もちろん、チキンカレーやマトンカレー等の肉のカレーでも、トマト缶を使えます。トマト缶をミキサーにかけてピューレ状にすると、ぐっとプロの味になります。砂糖と塩と油を多めにすることも忘れずに。
アルゴビ(カリフラワーとじゃが芋のカレー)などの、最初に玉ねぎとトマト、それにニンニク生姜を加えてマサラを作るようなカレーでも、トマト缶が好適です。むしろ、生のトマトだと水っぽくて仕上がりが悪くなる気もします。あ、アルゴビとはいっても、色々な種類があります。念のため。あとは、ネパールのタルカリでも、やっぱり生のトマトより缶の方が作りやすい気もします。
トマト缶で代替できない料理は何があるかな、と考えると、サラダっぽいものはやはり、生のトマトを使った方が良いですね。
ひよこ豆のサラダchana chaatは、これは絶対に生のトマトですし、ヨーグルトサラダのライタも、トマト缶ではだめです。玉ねぎとトマトのアチャールも、生が欲しいですし、トマトのパチャディなど、トマトを具にする時も生が必須です。あとは加熱するものでも、オムレツに入れるのは、生のトマトの方がおいしいです。トマトの青臭いかんじを出したいのです。

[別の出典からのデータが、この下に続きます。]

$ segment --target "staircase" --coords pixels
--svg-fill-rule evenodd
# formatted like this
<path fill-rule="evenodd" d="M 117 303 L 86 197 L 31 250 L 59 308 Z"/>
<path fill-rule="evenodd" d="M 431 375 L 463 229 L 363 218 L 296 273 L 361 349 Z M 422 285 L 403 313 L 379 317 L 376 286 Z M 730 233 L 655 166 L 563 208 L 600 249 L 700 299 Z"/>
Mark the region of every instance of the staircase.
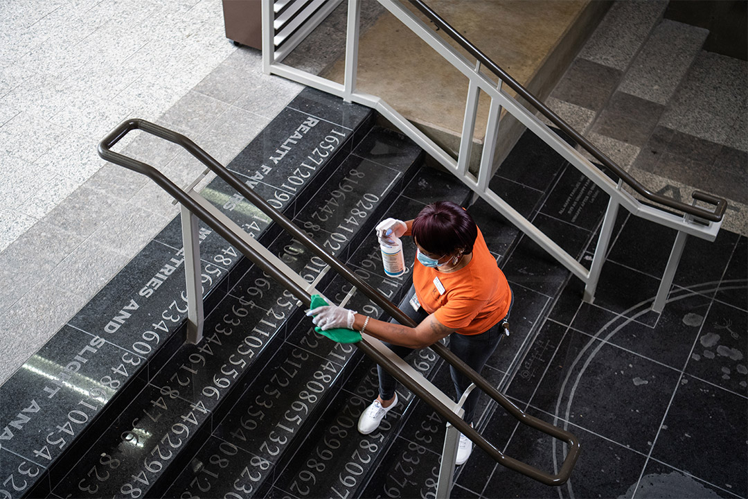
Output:
<path fill-rule="evenodd" d="M 407 299 L 408 274 L 384 277 L 374 224 L 414 216 L 439 199 L 466 205 L 470 196 L 451 176 L 423 166 L 423 151 L 412 142 L 375 120 L 366 108 L 307 89 L 227 168 L 398 303 Z M 542 146 L 530 136 L 522 144 Z M 524 155 L 518 149 L 517 158 Z M 501 173 L 512 175 L 509 167 Z M 533 213 L 548 198 L 536 186 Z M 326 296 L 340 302 L 349 294 L 349 284 L 325 273 L 319 258 L 279 234 L 223 180 L 202 195 L 305 279 L 316 280 Z M 470 209 L 490 230 L 487 242 L 497 257 L 508 255 L 516 230 L 483 208 L 478 203 Z M 390 450 L 394 437 L 410 431 L 413 394 L 401 390 L 403 403 L 380 430 L 360 435 L 358 417 L 375 397 L 374 364 L 353 346 L 314 333 L 292 295 L 202 225 L 204 337 L 184 343 L 179 225 L 175 218 L 0 388 L 9 401 L 3 416 L 18 414 L 5 417 L 10 424 L 0 436 L 2 466 L 17 489 L 7 495 L 365 494 L 379 464 L 397 451 Z M 414 249 L 405 253 L 413 262 Z M 360 294 L 348 306 L 381 315 Z M 517 351 L 505 373 L 527 349 L 533 328 L 516 331 Z M 451 390 L 437 359 L 427 349 L 410 363 Z M 431 415 L 433 434 L 417 430 L 420 443 L 441 446 L 439 419 Z M 417 453 L 430 448 L 415 447 Z"/>
<path fill-rule="evenodd" d="M 554 305 L 573 301 L 560 295 L 569 272 L 487 203 L 470 204 L 466 187 L 423 166 L 423 151 L 375 126 L 377 118 L 307 89 L 227 166 L 396 303 L 407 300 L 408 274 L 384 277 L 374 224 L 439 199 L 469 204 L 517 297 L 512 335 L 484 373 L 504 390 L 545 360 L 541 328 L 552 309 L 554 320 L 565 320 Z M 490 184 L 589 265 L 607 198 L 544 142 L 523 135 Z M 349 294 L 349 284 L 222 180 L 202 194 L 305 279 L 318 280 L 328 298 Z M 376 394 L 374 364 L 314 333 L 289 293 L 202 225 L 205 337 L 184 343 L 179 227 L 173 221 L 0 387 L 0 421 L 8 422 L 0 433 L 0 477 L 8 477 L 0 498 L 432 497 L 444 421 L 401 391 L 403 403 L 380 429 L 359 435 L 356 420 Z M 405 251 L 412 262 L 414 251 Z M 732 272 L 740 278 L 740 269 Z M 359 294 L 350 300 L 355 310 L 381 314 Z M 429 350 L 410 363 L 451 390 L 447 367 Z M 485 397 L 482 404 L 479 428 L 508 442 L 511 428 L 487 426 L 495 404 Z M 455 497 L 486 480 L 476 453 L 458 470 Z"/>

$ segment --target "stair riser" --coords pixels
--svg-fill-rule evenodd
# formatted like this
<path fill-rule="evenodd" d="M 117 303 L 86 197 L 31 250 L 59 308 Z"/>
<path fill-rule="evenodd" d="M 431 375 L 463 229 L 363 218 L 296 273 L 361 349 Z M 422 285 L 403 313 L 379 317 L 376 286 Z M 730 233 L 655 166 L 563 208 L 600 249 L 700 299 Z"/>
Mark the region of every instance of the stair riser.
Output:
<path fill-rule="evenodd" d="M 317 97 L 315 97 L 315 99 Z M 328 97 L 319 97 L 319 99 L 320 102 L 325 99 L 329 100 Z M 307 106 L 306 103 L 308 101 L 309 99 L 300 97 L 292 104 L 298 108 L 304 108 Z M 327 165 L 331 165 L 333 168 L 338 165 L 352 147 L 349 141 L 349 138 L 352 138 L 355 133 L 359 132 L 361 126 L 369 126 L 373 123 L 370 112 L 363 108 L 357 108 L 355 112 L 349 112 L 349 115 L 341 117 L 335 115 L 336 113 L 341 114 L 340 109 L 337 109 L 336 106 L 337 105 L 333 106 L 334 108 L 331 111 L 330 109 L 322 109 L 321 114 L 324 114 L 326 112 L 334 118 L 344 120 L 349 128 L 330 123 L 326 120 L 324 116 L 312 118 L 308 113 L 298 109 L 289 111 L 287 114 L 291 117 L 286 117 L 288 119 L 286 120 L 285 123 L 278 124 L 280 118 L 272 122 L 277 125 L 276 128 L 278 129 L 285 127 L 287 129 L 291 127 L 297 129 L 299 125 L 305 122 L 307 124 L 311 124 L 310 120 L 316 120 L 315 126 L 310 126 L 310 129 L 304 135 L 305 139 L 316 141 L 310 143 L 310 145 L 315 145 L 316 147 L 330 144 L 330 141 L 325 141 L 325 138 L 334 131 L 346 135 L 345 138 L 342 138 L 339 144 L 334 144 L 334 147 L 332 149 L 325 150 L 330 152 L 327 153 L 328 157 L 325 159 L 325 165 L 316 167 L 316 170 L 307 177 L 301 178 L 300 175 L 294 177 L 294 168 L 291 168 L 292 165 L 287 164 L 288 162 L 296 161 L 297 158 L 295 154 L 301 152 L 301 146 L 297 146 L 294 148 L 294 153 L 286 153 L 278 162 L 278 165 L 274 164 L 272 171 L 262 179 L 263 182 L 272 182 L 278 184 L 278 186 L 270 183 L 257 184 L 258 190 L 262 191 L 262 194 L 271 203 L 273 202 L 273 200 L 286 200 L 283 193 L 290 195 L 287 202 L 284 201 L 286 204 L 281 206 L 281 207 L 286 209 L 286 215 L 289 217 L 292 217 L 295 213 L 297 206 L 295 200 L 293 198 L 295 193 L 292 192 L 292 188 L 296 189 L 298 193 L 300 193 L 296 195 L 300 200 L 299 202 L 305 202 L 312 195 L 316 188 L 322 185 L 325 180 L 326 176 L 318 174 L 319 171 L 323 168 L 327 168 L 325 166 Z M 292 123 L 292 118 L 298 123 Z M 286 135 L 289 137 L 292 136 L 290 132 Z M 261 138 L 262 136 L 259 137 L 256 141 L 262 141 Z M 248 177 L 253 175 L 254 171 L 257 169 L 257 165 L 262 164 L 264 159 L 266 158 L 269 162 L 272 162 L 270 161 L 270 158 L 278 157 L 278 155 L 272 156 L 269 153 L 266 154 L 270 147 L 269 144 L 270 141 L 269 140 L 267 144 L 263 143 L 262 147 L 260 147 L 253 142 L 253 144 L 255 145 L 248 147 L 240 153 L 237 159 L 229 165 L 229 168 L 243 174 L 244 177 L 242 178 L 248 180 Z M 278 144 L 273 144 L 275 149 L 272 152 L 277 150 L 278 146 Z M 316 147 L 312 147 L 310 150 L 310 153 Z M 253 157 L 257 159 L 252 159 Z M 319 158 L 314 159 L 319 161 Z M 250 170 L 250 168 L 252 170 Z M 286 172 L 285 177 L 283 176 L 283 171 Z M 292 183 L 295 183 L 295 185 Z M 283 188 L 284 184 L 289 189 Z M 221 196 L 228 195 L 225 192 L 227 187 L 221 180 L 216 180 L 204 189 L 203 194 L 207 198 L 220 198 Z M 281 189 L 285 190 L 281 192 Z M 307 192 L 307 189 L 311 189 L 312 192 Z M 280 194 L 278 194 L 279 192 Z M 226 199 L 230 200 L 231 195 L 228 195 Z M 215 200 L 214 199 L 214 200 Z M 238 200 L 236 198 L 234 198 L 234 201 Z M 240 224 L 251 224 L 253 221 L 257 222 L 255 226 L 248 228 L 251 231 L 255 232 L 255 236 L 259 236 L 263 239 L 271 241 L 277 236 L 277 230 L 273 228 L 267 230 L 266 226 L 261 220 L 263 217 L 259 216 L 257 210 L 245 201 L 235 203 L 227 201 L 223 204 L 219 204 L 218 207 Z M 258 218 L 260 220 L 258 221 Z M 230 289 L 233 282 L 238 280 L 239 277 L 246 272 L 247 266 L 245 263 L 237 264 L 236 260 L 239 260 L 239 257 L 233 256 L 233 254 L 236 254 L 235 248 L 231 248 L 222 238 L 206 227 L 202 222 L 200 222 L 200 256 L 203 260 L 205 310 L 206 313 L 209 313 L 224 299 L 226 291 Z M 179 250 L 181 246 L 180 221 L 177 218 L 156 238 L 154 242 L 149 243 L 144 250 L 144 251 L 150 251 L 153 255 L 152 258 L 147 258 L 145 260 L 141 260 L 139 257 L 133 259 L 132 262 L 120 275 L 116 277 L 94 298 L 89 305 L 71 320 L 71 324 L 84 331 L 101 331 L 102 336 L 105 337 L 108 341 L 113 341 L 117 346 L 128 351 L 128 353 L 125 354 L 128 355 L 128 360 L 133 361 L 132 359 L 136 359 L 134 361 L 139 364 L 138 366 L 139 370 L 135 368 L 128 370 L 128 376 L 126 377 L 123 376 L 122 379 L 118 379 L 118 381 L 122 382 L 134 379 L 135 376 L 133 375 L 135 374 L 141 379 L 140 384 L 134 385 L 132 388 L 126 388 L 126 384 L 120 385 L 120 391 L 124 395 L 124 397 L 118 397 L 121 402 L 114 400 L 112 403 L 108 404 L 105 412 L 102 412 L 99 408 L 99 414 L 97 414 L 97 417 L 99 420 L 104 421 L 101 423 L 102 426 L 105 425 L 106 421 L 114 419 L 117 414 L 123 410 L 123 406 L 126 405 L 132 400 L 135 393 L 142 388 L 143 382 L 152 378 L 163 364 L 165 359 L 170 358 L 183 341 L 182 336 L 183 326 L 182 325 L 184 323 L 186 313 L 179 310 L 185 310 L 186 304 L 179 298 L 180 293 L 183 298 L 184 289 L 184 263 L 181 251 Z M 232 260 L 230 263 L 228 262 L 228 259 Z M 171 264 L 171 267 L 166 267 L 167 264 Z M 171 273 L 168 274 L 168 272 Z M 132 307 L 130 300 L 129 299 L 123 300 L 123 296 L 129 296 L 129 295 L 136 299 L 138 310 L 129 310 L 128 313 L 130 315 L 126 317 L 126 319 L 123 320 L 123 303 L 125 305 Z M 177 300 L 174 299 L 175 298 Z M 109 324 L 112 320 L 114 320 L 115 323 L 117 321 L 121 323 Z M 165 331 L 154 329 L 152 326 L 153 324 L 157 325 L 157 326 L 160 325 L 161 320 L 165 321 L 165 327 L 164 329 Z M 117 327 L 117 325 L 119 327 Z M 108 327 L 112 330 L 112 332 L 107 333 L 105 336 L 104 333 L 106 332 Z M 144 332 L 147 331 L 158 333 L 158 340 L 155 340 L 156 337 L 148 334 L 149 339 L 151 339 L 150 343 L 148 343 L 143 337 Z M 118 362 L 113 364 L 114 367 L 116 368 L 119 364 Z M 81 371 L 82 373 L 85 373 L 86 367 L 88 366 L 84 366 L 84 369 Z M 24 383 L 24 385 L 30 386 L 34 384 Z M 60 408 L 58 408 L 55 410 L 60 410 Z M 64 415 L 66 413 L 67 411 L 61 412 L 61 414 Z M 91 417 L 89 420 L 94 421 L 96 420 Z M 100 426 L 97 426 L 96 429 L 97 431 L 86 432 L 86 434 L 98 436 L 101 433 Z M 34 433 L 40 433 L 40 432 L 34 432 Z M 45 432 L 43 435 L 46 435 L 46 433 Z M 79 446 L 85 447 L 88 444 L 87 442 L 76 444 L 76 447 L 68 450 L 68 453 L 63 456 L 61 459 L 59 457 L 59 453 L 55 453 L 54 450 L 50 450 L 52 452 L 50 457 L 52 460 L 55 461 L 55 465 L 49 469 L 51 477 L 40 476 L 40 478 L 37 480 L 38 489 L 34 492 L 34 495 L 45 495 L 44 491 L 49 489 L 50 483 L 54 486 L 70 469 L 70 459 L 67 459 L 67 456 L 76 456 L 75 459 L 77 459 L 77 456 L 83 452 L 79 448 Z M 41 448 L 42 445 L 40 444 L 37 447 Z M 35 487 L 37 484 L 30 486 L 29 488 L 31 486 Z M 25 490 L 25 492 L 28 492 L 28 490 Z M 76 490 L 73 495 L 79 493 L 79 492 Z"/>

と、こういうかんじで、生のトマトをトマト缶で代用すれば、作ってみるハードルは、すこし下がるかもしれません。別のまじめな方のコラムで、いいからレシピ通りに作ってください、ということを書いた気もしますが、それはそれとして、あるもので作って、あらおいしいね、というほうが、楽しい気もします。
あと、これは検証実験はしていないので何とも言えませんが、生のトマトを一度使って、残りをラップで包んで保存するときは、切り方で日もちが違う気がします。輪切りにをするようにして切った方が、持つ気がします。もしかすると、縦に切るよりも輪切りの方が、切断面に綺麗にラップを貼れるので、それで日持ちするのかもしれません。
あ、輪切りにしたぺらっとしたトマトを保存するのでなく、トマトをまな板において、しっぽの方(?)から少しずつ輪切りにして使っていって、残ったへたの付いたほうを保管するときの話ですよ。わかりにくくてすみません。
それと最後に付け足すと、トマト缶も銘柄によって、かなり味が違います。いやあ、酸っぱいなあ、というのもありますし、味気ないのもあります。たしか紺色っぽいのは、酸っぱかった気がします。
これはトマト缶に限ったことではありませんが、料理が失敗する原因の多くは、材料の揃え方だと思います。酸っぱいトマト缶を使えば、だれが作ったって酸っぱくなってしまうのです。プロの方はおそらく、それを嫌って、できるだけ同じ銘柄のものを使い続けるはずです。プロでないにしても、スーパーで安いものを買ってきて、もし酸っぱくなったら、油と塩と砂糖を足せばなんとかなります。おためしください。